The practice and optimization of data Lake Iceberg in Xiaomi

肖杰宝

Chinese Session 2023-08-18 15:45 GMT+8  #datalake

Introduction: This sharing focuses on introducing the reasons and current situation of Xiaomi’s internal introduction of Iceberg, as well as the practice of using Iceberg to upgrade its business architecture, including the optimization of Iceberg Parquet file filtering capability, and the evolution and landing of managed table optimization service architecture. Outline:

  • Why Iceberg is introduced and its current situation This paper introduces the reason why Iceberg is introduced in Xiaomi and the current production state of Iceberg in Xiaomi
  • Lakehouse architecture upgrade practice It is divided into two parts: table upgrade practice and business architecture upgrade practice.
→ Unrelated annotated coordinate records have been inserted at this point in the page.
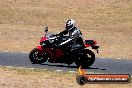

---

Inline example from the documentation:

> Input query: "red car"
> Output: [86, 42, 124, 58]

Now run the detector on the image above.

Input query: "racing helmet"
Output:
[65, 19, 75, 31]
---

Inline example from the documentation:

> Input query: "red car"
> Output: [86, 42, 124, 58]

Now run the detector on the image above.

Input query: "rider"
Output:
[57, 19, 83, 47]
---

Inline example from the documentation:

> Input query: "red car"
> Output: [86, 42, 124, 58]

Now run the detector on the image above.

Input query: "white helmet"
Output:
[66, 19, 75, 31]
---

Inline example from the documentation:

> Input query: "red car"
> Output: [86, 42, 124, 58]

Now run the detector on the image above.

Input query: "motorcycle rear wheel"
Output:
[29, 48, 48, 64]
[75, 50, 95, 68]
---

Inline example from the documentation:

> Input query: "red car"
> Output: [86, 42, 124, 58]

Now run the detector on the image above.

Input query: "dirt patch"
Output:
[0, 0, 132, 59]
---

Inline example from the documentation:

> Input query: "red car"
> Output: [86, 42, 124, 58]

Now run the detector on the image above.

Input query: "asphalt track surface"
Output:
[0, 52, 132, 75]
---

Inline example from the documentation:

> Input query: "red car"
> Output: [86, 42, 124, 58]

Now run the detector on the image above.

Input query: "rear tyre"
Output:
[76, 76, 87, 85]
[29, 48, 48, 64]
[75, 49, 95, 68]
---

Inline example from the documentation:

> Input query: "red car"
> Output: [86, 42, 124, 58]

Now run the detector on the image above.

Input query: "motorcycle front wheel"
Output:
[29, 48, 48, 64]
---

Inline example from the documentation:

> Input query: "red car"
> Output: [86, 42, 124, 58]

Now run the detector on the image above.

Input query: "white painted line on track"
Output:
[0, 50, 29, 53]
[68, 71, 75, 73]
[56, 70, 62, 72]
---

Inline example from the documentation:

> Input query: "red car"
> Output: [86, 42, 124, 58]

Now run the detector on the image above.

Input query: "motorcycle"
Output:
[29, 27, 99, 67]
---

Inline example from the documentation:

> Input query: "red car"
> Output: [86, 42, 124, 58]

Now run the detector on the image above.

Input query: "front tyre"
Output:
[75, 49, 95, 68]
[29, 48, 47, 64]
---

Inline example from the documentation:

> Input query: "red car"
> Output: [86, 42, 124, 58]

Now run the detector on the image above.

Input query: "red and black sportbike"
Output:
[29, 28, 99, 67]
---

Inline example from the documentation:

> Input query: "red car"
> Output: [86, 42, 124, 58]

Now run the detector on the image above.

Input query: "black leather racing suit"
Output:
[58, 27, 83, 47]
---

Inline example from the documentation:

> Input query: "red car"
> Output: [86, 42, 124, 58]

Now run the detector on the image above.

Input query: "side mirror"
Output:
[44, 27, 48, 33]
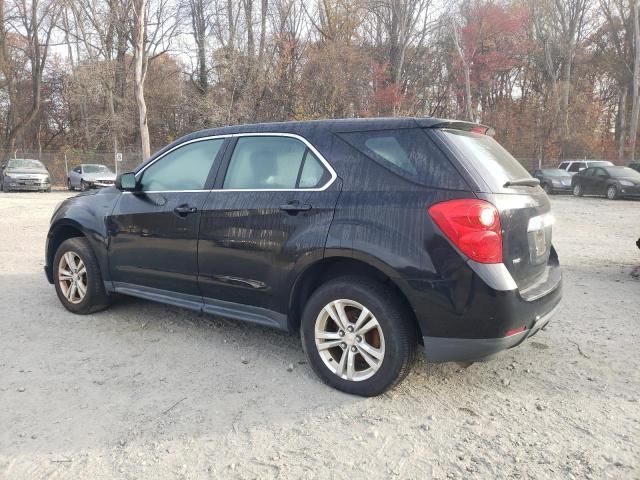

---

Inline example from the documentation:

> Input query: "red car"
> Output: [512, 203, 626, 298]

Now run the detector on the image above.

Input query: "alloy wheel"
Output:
[315, 299, 385, 382]
[58, 251, 87, 304]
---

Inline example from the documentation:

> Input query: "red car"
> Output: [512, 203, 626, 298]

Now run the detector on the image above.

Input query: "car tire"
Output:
[300, 276, 417, 397]
[573, 183, 583, 197]
[52, 237, 111, 315]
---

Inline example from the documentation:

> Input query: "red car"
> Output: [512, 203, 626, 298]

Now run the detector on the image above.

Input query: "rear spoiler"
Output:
[416, 118, 496, 137]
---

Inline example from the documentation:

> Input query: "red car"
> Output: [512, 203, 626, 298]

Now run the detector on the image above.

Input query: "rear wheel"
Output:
[301, 277, 417, 397]
[573, 183, 583, 197]
[53, 237, 110, 315]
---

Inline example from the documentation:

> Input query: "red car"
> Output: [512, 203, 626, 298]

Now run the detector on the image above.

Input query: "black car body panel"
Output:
[45, 118, 561, 361]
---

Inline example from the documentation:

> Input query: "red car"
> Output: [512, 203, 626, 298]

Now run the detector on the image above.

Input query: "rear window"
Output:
[440, 129, 531, 191]
[607, 167, 640, 180]
[339, 128, 468, 190]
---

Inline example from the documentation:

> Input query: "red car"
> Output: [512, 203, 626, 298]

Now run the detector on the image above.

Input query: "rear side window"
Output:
[339, 128, 468, 190]
[440, 129, 531, 192]
[222, 136, 331, 190]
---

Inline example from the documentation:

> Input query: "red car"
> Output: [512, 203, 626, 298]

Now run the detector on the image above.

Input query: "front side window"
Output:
[223, 136, 330, 190]
[569, 162, 586, 172]
[140, 139, 224, 192]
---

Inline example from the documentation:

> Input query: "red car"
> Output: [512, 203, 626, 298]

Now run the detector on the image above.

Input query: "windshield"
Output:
[82, 165, 111, 173]
[7, 158, 44, 168]
[540, 168, 569, 177]
[607, 167, 640, 180]
[441, 129, 532, 192]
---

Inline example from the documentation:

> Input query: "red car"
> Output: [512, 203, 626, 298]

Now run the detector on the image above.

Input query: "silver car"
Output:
[67, 163, 116, 192]
[0, 158, 51, 192]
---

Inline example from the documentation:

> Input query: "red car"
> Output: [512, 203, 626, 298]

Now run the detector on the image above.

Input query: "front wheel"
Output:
[52, 237, 110, 315]
[301, 277, 417, 397]
[573, 183, 583, 197]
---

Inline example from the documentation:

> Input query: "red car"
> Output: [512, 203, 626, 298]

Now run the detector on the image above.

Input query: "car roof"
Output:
[172, 117, 493, 141]
[135, 117, 495, 172]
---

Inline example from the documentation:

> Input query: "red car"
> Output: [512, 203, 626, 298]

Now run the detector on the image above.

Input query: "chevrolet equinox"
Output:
[45, 118, 561, 396]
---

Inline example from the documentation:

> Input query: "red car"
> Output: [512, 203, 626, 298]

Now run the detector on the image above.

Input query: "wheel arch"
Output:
[46, 220, 88, 283]
[288, 256, 422, 339]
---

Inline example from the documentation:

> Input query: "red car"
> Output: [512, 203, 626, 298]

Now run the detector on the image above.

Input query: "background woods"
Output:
[0, 0, 640, 166]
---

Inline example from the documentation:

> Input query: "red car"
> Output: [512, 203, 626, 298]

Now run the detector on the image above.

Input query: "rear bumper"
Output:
[551, 185, 573, 193]
[422, 304, 558, 363]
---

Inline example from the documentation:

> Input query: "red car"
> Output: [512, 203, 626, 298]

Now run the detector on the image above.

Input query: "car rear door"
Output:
[107, 138, 226, 302]
[198, 134, 340, 327]
[573, 168, 595, 194]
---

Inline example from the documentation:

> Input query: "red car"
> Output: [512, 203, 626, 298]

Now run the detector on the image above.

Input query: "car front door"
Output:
[198, 134, 341, 327]
[108, 138, 226, 298]
[69, 165, 82, 188]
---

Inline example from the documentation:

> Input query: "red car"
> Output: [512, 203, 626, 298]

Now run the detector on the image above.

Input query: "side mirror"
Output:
[116, 172, 138, 192]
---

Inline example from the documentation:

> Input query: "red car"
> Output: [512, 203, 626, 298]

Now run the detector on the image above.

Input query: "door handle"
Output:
[280, 201, 311, 215]
[173, 204, 198, 217]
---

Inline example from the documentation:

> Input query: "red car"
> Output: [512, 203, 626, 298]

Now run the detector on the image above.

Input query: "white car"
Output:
[558, 160, 613, 175]
[67, 163, 116, 192]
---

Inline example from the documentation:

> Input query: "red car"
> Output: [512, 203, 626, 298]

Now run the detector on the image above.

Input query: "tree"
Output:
[0, 0, 61, 152]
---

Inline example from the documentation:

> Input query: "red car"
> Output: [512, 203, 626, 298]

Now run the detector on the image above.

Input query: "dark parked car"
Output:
[0, 158, 51, 192]
[45, 118, 561, 396]
[533, 168, 572, 194]
[571, 167, 640, 200]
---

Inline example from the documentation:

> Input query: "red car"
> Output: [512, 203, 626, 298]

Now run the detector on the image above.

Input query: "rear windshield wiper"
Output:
[503, 178, 540, 188]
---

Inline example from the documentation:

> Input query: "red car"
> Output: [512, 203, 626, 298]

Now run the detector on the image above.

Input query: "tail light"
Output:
[429, 199, 502, 263]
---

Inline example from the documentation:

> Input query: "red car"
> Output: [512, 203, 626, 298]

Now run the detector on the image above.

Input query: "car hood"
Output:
[615, 177, 640, 185]
[4, 168, 49, 175]
[82, 172, 116, 180]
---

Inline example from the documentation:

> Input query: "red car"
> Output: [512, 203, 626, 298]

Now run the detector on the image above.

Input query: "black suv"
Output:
[45, 118, 561, 396]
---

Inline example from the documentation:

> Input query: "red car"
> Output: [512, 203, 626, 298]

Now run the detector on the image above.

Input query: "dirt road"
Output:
[0, 193, 640, 479]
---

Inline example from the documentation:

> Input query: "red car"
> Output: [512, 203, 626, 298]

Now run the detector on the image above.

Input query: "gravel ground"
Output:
[0, 192, 640, 479]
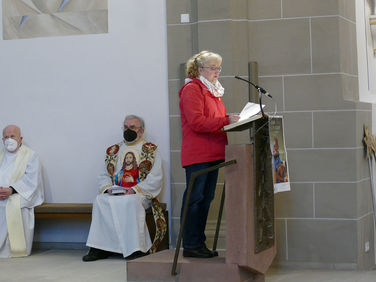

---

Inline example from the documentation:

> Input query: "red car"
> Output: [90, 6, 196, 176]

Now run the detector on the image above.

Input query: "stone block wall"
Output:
[167, 0, 374, 268]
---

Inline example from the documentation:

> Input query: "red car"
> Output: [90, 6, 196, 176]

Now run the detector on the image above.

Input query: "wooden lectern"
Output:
[127, 117, 276, 282]
[225, 117, 276, 281]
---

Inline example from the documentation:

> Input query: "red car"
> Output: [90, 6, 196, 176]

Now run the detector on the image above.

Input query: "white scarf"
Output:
[185, 75, 225, 97]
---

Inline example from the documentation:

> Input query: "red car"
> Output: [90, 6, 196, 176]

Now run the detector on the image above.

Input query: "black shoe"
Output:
[183, 247, 214, 258]
[125, 251, 149, 260]
[204, 246, 218, 257]
[82, 248, 111, 262]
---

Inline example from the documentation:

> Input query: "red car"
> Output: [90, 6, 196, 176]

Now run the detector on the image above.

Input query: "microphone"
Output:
[235, 75, 273, 99]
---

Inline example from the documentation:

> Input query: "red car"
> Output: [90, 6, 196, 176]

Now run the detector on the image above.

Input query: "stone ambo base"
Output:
[127, 250, 265, 282]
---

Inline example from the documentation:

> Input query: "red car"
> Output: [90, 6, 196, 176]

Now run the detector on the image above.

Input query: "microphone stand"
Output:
[258, 89, 265, 118]
[235, 75, 272, 117]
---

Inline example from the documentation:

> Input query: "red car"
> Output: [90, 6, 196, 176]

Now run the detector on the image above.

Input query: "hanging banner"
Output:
[269, 116, 291, 193]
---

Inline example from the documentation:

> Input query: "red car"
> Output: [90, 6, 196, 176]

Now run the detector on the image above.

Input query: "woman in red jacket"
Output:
[179, 51, 239, 258]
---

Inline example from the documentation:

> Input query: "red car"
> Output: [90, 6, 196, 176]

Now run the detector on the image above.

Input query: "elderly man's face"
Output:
[124, 118, 144, 139]
[3, 125, 22, 153]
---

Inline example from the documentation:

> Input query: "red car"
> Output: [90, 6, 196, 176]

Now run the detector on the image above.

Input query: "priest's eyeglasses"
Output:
[123, 124, 141, 131]
[202, 67, 222, 72]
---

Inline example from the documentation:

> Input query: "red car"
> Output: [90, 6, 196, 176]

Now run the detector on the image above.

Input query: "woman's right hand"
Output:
[228, 115, 240, 124]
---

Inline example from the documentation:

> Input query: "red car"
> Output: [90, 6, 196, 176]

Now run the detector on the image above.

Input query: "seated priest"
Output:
[0, 125, 44, 258]
[82, 115, 166, 261]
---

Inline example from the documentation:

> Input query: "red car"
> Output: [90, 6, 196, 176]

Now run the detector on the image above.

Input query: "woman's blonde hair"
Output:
[185, 51, 222, 77]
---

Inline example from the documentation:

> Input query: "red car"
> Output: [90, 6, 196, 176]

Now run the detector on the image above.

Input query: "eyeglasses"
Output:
[123, 124, 141, 130]
[202, 67, 222, 72]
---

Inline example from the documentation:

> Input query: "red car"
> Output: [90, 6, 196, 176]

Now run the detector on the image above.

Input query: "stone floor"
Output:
[0, 250, 376, 282]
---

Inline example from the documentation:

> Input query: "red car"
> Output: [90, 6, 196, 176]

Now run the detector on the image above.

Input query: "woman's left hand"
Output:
[228, 115, 240, 124]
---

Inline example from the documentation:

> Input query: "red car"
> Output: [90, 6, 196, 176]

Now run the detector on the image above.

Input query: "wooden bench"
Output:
[34, 203, 169, 251]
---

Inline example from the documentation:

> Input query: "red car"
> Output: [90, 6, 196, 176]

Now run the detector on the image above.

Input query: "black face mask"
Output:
[123, 128, 137, 142]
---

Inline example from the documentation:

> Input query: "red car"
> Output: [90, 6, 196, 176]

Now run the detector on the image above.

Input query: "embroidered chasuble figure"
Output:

The table upgrading practice mainly describes how to upgrade Hive tables into Iceberg tables and how to make them into products. The service architecture upgrade practice mainly brings practical services to obtain greater benefits by upgrading links to the lake architecture
  • Function Optimization This paper mainly introduces the reading principle of Iceberg and the development of the Parquet Page Index feature, further enhancing Iceberg’s Data Skipping capability. It also discusses the integration of Parquet encryption capability in Iceberg to achieve column-level data encryption
  • Construction and evolution of managed table optimization services This paper mainly introduces the issues encountered and the system architecture before the launch of the managed table optimization service, as well as the supported optimization task types, table monitoring, and other related content
  • Future Planning This paper mainly introduces the work that Xiaomi will carry out based on Iceberg in the future, such as index construction, hybrid cloud architecture for storage, intelligent data lake warehouse, and cache acceleration, etc

Speakers:


Xiao Jiebao: Xiaomi, Software development engineer, Xiaomi software research and development engineer, currently mainly responsible for the research and development of Xiaomi’s internal data lake Iceberg core and table optimization services.